Desde o dia que fui presa fui impedida de exercer a minha profissão de advogada, não tendo como obter qualquer meio de renda, há mais de 2 ANOS E 7 MESES.

Com o reconhecimento da minha inocência, e declaração da minha absolvição, hoje pretendo reerguer a minha cabeça, e voltar a trabalhar como advogada.

Pretendo buscar todos os meus direitos no judiciário capixaba, para que sejam amenizados os danos sofridos com este processo."

O que dizem os citados

O advogado Selso Ricardo Damacena, que faz a defesa de Joyce, afirmou que a cliente responde em liberdade e manifestou que a decisão de manter em parte a condenação dela é “eivada de nulidade, a qual desrespeita o acórdão do ministro do STJ, que anulou as provas.”

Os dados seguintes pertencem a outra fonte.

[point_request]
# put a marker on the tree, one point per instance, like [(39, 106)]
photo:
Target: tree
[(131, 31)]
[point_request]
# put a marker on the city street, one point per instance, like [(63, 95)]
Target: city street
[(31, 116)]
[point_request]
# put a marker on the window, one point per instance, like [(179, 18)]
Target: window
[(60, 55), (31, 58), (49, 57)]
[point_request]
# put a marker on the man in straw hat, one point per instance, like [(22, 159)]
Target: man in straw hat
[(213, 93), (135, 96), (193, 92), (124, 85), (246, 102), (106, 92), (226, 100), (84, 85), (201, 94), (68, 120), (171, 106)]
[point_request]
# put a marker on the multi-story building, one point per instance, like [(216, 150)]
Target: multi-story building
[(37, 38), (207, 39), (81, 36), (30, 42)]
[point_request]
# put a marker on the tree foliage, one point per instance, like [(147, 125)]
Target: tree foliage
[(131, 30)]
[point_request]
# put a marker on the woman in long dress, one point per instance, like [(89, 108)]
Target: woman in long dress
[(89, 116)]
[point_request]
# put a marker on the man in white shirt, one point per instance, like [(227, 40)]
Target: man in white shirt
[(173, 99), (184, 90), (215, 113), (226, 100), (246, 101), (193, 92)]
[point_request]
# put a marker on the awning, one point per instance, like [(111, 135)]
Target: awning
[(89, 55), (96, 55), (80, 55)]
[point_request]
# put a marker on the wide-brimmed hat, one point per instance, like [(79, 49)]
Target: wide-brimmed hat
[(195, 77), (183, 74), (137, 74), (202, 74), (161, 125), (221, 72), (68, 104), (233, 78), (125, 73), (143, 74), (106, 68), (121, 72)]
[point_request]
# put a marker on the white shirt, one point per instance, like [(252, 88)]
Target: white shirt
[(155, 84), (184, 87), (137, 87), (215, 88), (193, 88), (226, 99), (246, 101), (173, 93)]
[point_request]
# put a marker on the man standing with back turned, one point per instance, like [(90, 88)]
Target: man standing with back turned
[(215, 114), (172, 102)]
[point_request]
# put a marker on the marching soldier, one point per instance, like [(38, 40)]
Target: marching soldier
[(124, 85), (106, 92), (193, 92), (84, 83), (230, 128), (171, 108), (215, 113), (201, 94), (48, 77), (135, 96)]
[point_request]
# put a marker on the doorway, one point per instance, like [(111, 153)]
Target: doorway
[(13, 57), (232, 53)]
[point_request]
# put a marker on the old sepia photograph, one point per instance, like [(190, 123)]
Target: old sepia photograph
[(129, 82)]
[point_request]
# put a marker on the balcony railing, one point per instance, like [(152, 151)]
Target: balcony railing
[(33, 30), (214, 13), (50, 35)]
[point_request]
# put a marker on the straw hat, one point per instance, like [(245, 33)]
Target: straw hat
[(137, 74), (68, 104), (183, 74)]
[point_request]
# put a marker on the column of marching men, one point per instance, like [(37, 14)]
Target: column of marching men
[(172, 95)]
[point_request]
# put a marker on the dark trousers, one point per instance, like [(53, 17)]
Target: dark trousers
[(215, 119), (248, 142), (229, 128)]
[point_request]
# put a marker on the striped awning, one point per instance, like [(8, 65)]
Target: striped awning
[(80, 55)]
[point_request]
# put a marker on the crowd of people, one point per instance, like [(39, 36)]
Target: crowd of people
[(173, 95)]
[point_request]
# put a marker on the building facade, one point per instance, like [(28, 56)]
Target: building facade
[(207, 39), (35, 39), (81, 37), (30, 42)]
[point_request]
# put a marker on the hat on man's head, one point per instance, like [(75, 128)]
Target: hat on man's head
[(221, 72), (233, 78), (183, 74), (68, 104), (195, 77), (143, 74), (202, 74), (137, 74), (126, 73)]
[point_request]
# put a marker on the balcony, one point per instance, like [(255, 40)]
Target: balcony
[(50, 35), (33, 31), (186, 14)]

Acionada pela reportagem, a Polícia Civil  afirmou que todo o processo de investigação da Operação Vade Mecum, realizada em setembro de 2020, pela Delegacia Especializada de Narcóticos (Denarc) de Guarapari, correu dentro da legalidade, com a anuência do Ministério Público Estadual e autorização proferida pela 1ª Vara Criminal de Guarapari.

A Gazeta também procurou o MPES e a Ordem dos Advogados do Brasil no Espírito Santo (OAB-ES) e aguarda os posicionamentos.